Tuesday, April 26, 2011

Our 4-year (and counting!) Experiment

This past weekend, our daughter turned four (!!!), marking four years of parenting for my husband and me -- and four years of thinking maternally and paternally: you know, parentally. As I read "The Country Bunny and the Little Gold Shoes" to her every evening this weekend (and some mornings!), I've found myself thinking about the role that books have played in our parenting. My students asked me if I read all of the parenting books when I was pregnant, and I did read a lot of them -- but really, the ones that have taught me the most have been the ones I've read her: the ones with messages I want her to embrace, the ones with sassy, spunky girls I (mostly) want her to emulate, the ones with mothers I aspire to be for her -- like the Country Bunny. The whole world is contained between the covers of books, it seems...
Happy birthday, Monkey-girl!

Why the "Research Paper" Isn't Working - Inside Higher Ed

We've been talking a bit in class about the research paper that's due in mid-May, and in that context, I found this piece quite interesting: Why the "Research Paper" Isn't Working - Inside Higher Ed

Monday, April 18, 2011

Sunday, April 3, 2011

Awesome quote to share

The grad students are reading Ariel Gore's essay "High Risk: Who a Mother Should Be" for our discussion tomorrow, and this paragraph just jumped out at me:
The world tells us all--in a thousand ways--that there is no margin for error in mothering. But I am here to tell you that there is a margin, and it is wide. Just as the occasional piece of chocolate cake can't make you fat, just as a few days off won't make you a lousy employee, blowing it as a mother every once and a while doesn't spell disaster for your kids' psyches. It just doesn't.
And now I'm off to read Purplicious for the 27th time this week....

Saturday, April 2, 2011

One of the scariest novels I ever read...

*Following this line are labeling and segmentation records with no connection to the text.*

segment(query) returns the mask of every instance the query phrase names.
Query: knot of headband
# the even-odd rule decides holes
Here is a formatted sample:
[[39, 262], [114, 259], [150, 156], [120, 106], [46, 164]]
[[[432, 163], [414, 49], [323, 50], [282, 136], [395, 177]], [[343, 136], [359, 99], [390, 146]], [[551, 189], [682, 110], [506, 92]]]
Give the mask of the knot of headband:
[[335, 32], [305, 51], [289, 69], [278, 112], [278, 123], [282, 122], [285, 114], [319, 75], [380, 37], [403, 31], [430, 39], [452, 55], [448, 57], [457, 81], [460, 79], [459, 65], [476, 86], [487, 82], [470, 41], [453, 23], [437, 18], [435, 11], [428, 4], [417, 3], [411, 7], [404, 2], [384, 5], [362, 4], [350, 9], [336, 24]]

remains mere impressions in my mind now, decades later. I can't remember the title (even with 10 minutes of Internet searching) or the author, just the bare bones of the plot: a woman decides to leave her husband and two children to go to graduate school. When I read it (as an undergraduate), I just couldn't understand how someone could leave her children like that OR how she could live in the stultifying environment that was her life -- and the novel made it pretty clear that there was no middle ground. So I found the atmosphere of the novel claustrophobic.
Now that I'm the mother of an almost four-year-old, I have a deeper appreciation for just how gut-wrenching her decision must have been -- as well as less sympathy for her because she sidelined her own needs to follow a socially prescribed path, leading to heartbreak for her children. As we read Colm Toibin's The South and Michael Cunningham's The Hours, I'm sure we'll be exploring this dilemma from a multitude of angles.